Housing prices are still on the rise, which means there’s plenty of opportunity to make money through fix up and flips.

But to generate a profit, you may need to do some significant work to the property.  These projects can be expensive, and you may not have the cash to cover the purchase and the rehab.  Even worse, the best deals happen quickly.  Once you find an opportunity, you need to jump on it fast before another investor gets it, so conventional financing isn’t going to work here. That’s where Hard Money comes in.

What is Hard Money

First, if you aren’t familiar with this term, Hard Money refers to lenders who typically provide financing with lower down payments, and quicker turnaround, but at a higher cost.  They still have qualifying requirements, and do underwriting, but they are set up to fund investors.  If a wholesaler brings you a deal, and you need to close in two weeks, if you don’t have the full amount you need in cash, you go to a Hard Money lender.

Some of the Players

With a strong economy and growing real estate market, Hard Money lending is easy to find.  There are several big name players out there, and lots of small and growing firms joining the market.

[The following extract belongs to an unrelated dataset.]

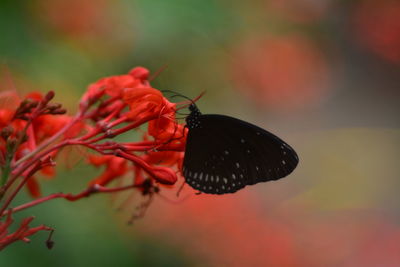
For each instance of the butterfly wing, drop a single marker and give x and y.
(225, 154)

Here is a sampling of some the lenders out there.

One of the biggest names in the Hard Money space is Lima One.  This company has a good reputation for moving quickly and closing on time.  They’re expensive, charging up to five points up front for the first deal, but the costs come down the more deals you do with them.

Lending One is another bigger player in this space.  They offer competitive terms, with funding for up to 90% of the purchase plus rehab.  One word of caution though, they may be going through some growing pains. But, they offer attractive terms, so it may be worth a little hassle to get the deal done.

Another lender with attractive terms is Angel Oak.  They offer a deal that is up to 90% of the purchase and 100% of the rehab costs, plus we’ve even been told they will wrap the closing costs into the loan.  If you’re trying to stretch your cash, this can be an attractive way to go.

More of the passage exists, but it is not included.